Professor Mark Gussy admits there’s usually not a lot of room for creativity in his day.
He laughs until now, the closest he’d got to the uni’s arts facilities was on his daily walk past to the Student Union cafe.
“I walk past this building every day when I go to lunch, and I certainly didn’t know we had all this equipment in here,” he says from the colourful confines of the print making room.
“And it’s fantastic.”
A month ago the head of the Bendigo campus’ Dentistry and Oral Health department signed up for local alumni Jacqui Comer’s print making course.
Jacqui – an accomplished fine artist whose work is represented in many national collections – has been tasked with helping re-invigorate the print room, once the darling of the arts facilities.
“I’d forgotten how much fun print making can be,” she says, three-weeks into the five-week course.
Jacqui says the art is enjoying a resurgence in central Victoria, having taken a brief hiatus to the digital world.
Her course is introducing locals to the techniques, and history, that she became hooked on 20 years ago.
“It’s fascinating,” she says.
“Toulouse was the first one to use printmaking, for advertising posters 100 years ago.”
Mark is one of ten students in the course.
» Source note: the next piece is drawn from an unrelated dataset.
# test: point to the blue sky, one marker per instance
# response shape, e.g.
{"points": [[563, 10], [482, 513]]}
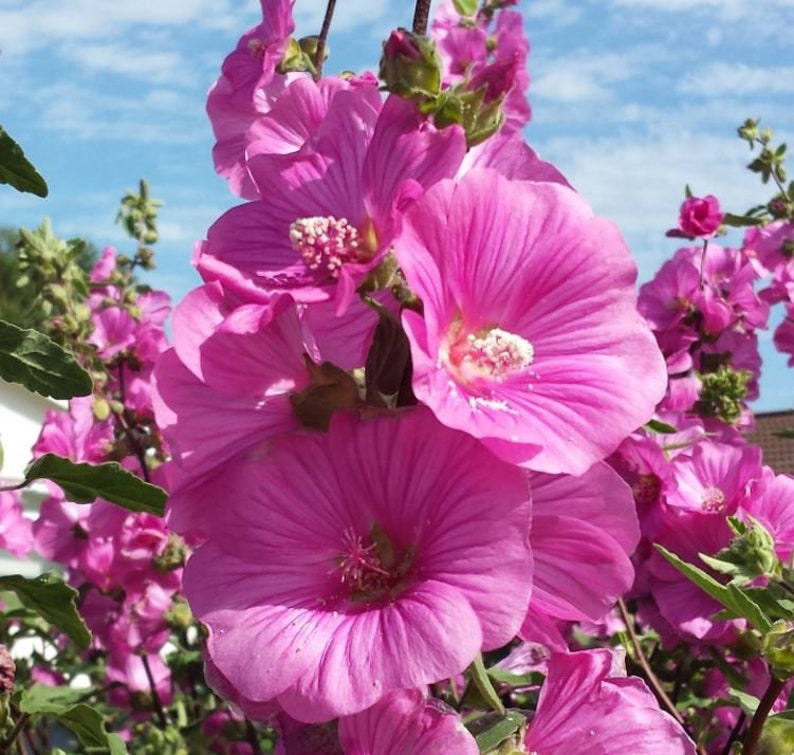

There’s also another dentist, a cartographer, a handful of arts students and others who want to get back into their art.
He says it’s been a great experience learning from them all.
“My days are spent as an academic. Teaching, researching, and doing lots of admin. It’s quite different to this sort of thing,” he says. “Although this is also process-driven, which suits my personality.
“The chance to get creative is great, but it’s also a time to completely immerse myself in something. The classes are three-hours long, but that time moves along very quickly.”
Jacqui describes Mark as a “true minimalist” in style. He’s applied his unique eye to various print making forms, which he’s looking forward to seeing on the walls at home.
“Although it’s quite technical sometimes what you end up with is really surprising. When the picture is revealed it has a real element of delight,” he says.
“When you pull back the paper you never quite know what you’re going to see. It’s exciting.
“I’ve done ceramics and I’ve tried to do drawing, which I wasn’t very good at.
“I think I’ve finally found my medium.”
Mark has worked at the Bendigo campus since the Dentistry and Oral Health department opened in 2008. Before that he taught at the Melbourne Dental School for 11 years.
In Bendigo he has around 80 dental and oral health students.
“I don’t think they would guess I have any sort of creativity within me,” he laughs, agreeing that sometimes, all that’s needed is to find what drives you.
“I need to explore the rest of the building now, it’s a real treasure La Trobe has here.
“The library is another great resource. I’ve borrowed some fantastic texts and magazines on print making that Jacqui has recommended, which look at the history as well as the techniques.
“I’m really hoping there will be a printmaking course part two.”
Jacqui says she’s planning to run further courses, during the day and after hours to cater for more students.
Anyone in the community is welcome to come and learn and use the professional equipment now fully cranked back to life.